= Le Club des 100 Watts =

Quebec youth TV show (1988–1995)

Le Club des 100 Watts is a youth TV show that aired in late afternoons on Radio-Québec (now Télé-Québec). It premiered on 29 August 1988 and concluded 2 June 1995. It was hosted by Marc-André Coallier for its first six seasons and Jean-Marie Lapointe for the final season. The series won 12 Prix Gémaux throughout its run.

== Overview ==
The series, targeting a pre-teen audience, was said to be "forbidden to adults", as noted in its opening.

On average, half the episodes focused on dramatic plots, showing the lives of children and their families. The other half focused primarily on comedic sketches, interpreted by Quebec celebrities such as Marc Labrèche, Guylaine Tremblay, Claude Legault, and Bernard Fortin. The series also featured other segments, such as vox pops featuring Quebec youth, as well as lip sync contests.
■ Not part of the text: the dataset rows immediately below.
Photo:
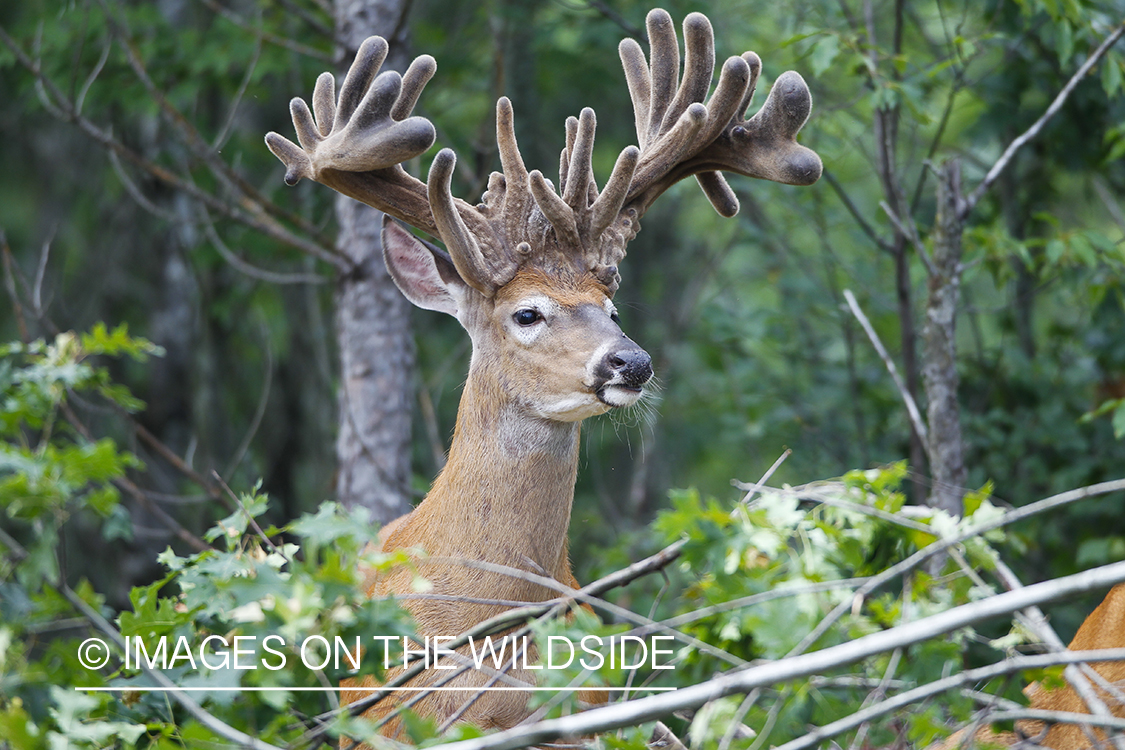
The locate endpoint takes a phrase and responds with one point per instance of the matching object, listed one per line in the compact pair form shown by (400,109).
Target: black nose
(632,366)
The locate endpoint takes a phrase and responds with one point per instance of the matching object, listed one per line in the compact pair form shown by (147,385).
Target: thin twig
(909,229)
(1037,623)
(648,708)
(867,229)
(941,545)
(250,518)
(916,419)
(9,279)
(973,198)
(198,712)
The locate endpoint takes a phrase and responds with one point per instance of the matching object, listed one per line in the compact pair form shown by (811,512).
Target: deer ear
(423,272)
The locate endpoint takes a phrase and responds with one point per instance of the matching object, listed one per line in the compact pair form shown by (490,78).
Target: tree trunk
(939,368)
(372,317)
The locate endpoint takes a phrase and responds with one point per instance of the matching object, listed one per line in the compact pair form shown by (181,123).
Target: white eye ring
(527,316)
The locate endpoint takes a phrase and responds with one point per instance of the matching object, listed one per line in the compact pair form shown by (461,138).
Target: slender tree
(372,317)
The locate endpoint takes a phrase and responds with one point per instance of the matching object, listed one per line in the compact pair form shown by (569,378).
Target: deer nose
(632,366)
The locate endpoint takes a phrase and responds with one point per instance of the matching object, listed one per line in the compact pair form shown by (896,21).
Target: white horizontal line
(369,689)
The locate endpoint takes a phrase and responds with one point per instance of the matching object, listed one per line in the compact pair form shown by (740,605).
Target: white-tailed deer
(1104,629)
(530,273)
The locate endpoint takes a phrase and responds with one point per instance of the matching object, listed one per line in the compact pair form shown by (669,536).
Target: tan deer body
(1103,629)
(530,274)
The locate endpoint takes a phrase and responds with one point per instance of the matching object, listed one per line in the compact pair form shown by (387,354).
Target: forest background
(135,190)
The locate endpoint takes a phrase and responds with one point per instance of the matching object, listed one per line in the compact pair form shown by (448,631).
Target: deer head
(531,271)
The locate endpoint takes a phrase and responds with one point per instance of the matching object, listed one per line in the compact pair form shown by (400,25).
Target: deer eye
(527,316)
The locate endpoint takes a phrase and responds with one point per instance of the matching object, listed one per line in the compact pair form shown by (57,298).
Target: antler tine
(582,153)
(699,66)
(755,64)
(613,197)
(665,66)
(682,137)
(362,71)
(511,160)
(557,211)
(483,272)
(324,102)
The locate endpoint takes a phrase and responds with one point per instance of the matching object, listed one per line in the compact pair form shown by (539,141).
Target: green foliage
(775,553)
(743,317)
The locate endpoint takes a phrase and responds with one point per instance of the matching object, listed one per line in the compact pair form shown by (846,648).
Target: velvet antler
(356,145)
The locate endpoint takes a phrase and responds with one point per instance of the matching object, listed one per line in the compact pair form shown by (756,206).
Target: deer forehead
(565,292)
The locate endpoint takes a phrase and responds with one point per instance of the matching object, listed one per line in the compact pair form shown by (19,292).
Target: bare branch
(867,229)
(648,708)
(971,201)
(916,419)
(198,712)
(262,35)
(909,229)
(258,220)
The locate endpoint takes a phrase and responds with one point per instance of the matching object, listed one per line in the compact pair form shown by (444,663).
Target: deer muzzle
(622,372)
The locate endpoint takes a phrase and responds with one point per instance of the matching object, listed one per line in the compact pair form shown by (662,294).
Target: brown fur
(504,496)
(1104,629)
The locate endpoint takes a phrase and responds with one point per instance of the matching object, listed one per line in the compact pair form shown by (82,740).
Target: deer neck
(507,488)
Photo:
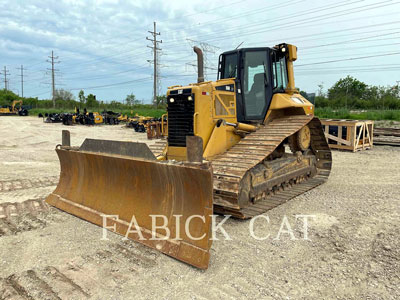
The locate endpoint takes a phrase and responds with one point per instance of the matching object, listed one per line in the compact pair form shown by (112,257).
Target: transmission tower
(154,61)
(5,73)
(22,79)
(208,50)
(53,70)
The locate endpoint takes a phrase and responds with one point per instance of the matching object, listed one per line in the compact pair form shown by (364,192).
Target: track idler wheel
(301,140)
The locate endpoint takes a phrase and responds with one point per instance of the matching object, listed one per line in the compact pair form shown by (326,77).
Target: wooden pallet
(353,135)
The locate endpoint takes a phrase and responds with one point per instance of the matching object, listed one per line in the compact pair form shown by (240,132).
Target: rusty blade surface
(95,184)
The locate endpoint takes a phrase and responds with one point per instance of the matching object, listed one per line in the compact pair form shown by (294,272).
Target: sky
(101,46)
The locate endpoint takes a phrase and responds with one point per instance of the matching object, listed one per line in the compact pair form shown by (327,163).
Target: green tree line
(350,93)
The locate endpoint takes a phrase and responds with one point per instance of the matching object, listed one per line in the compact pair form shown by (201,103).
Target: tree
(61,94)
(131,100)
(81,96)
(346,91)
(91,101)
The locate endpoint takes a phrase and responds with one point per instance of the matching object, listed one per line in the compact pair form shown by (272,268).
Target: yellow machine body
(214,160)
In spring 1994, host Marc-André Coallier announced his departure from the show, citing a desire to move to more family-oriented series. At the end of August, Jean-Marie Lapointe was announced as the new host of the show, which was retitled simply Les 100 watts. The new season premiered on 2 October 1994, but was much less popular than the previous seasons, leading to the series' cancellation in spring 1995.

The theme song was performed by Alain Couture, who later found success as the lead singer of the Quebec rock group Mercedes Band.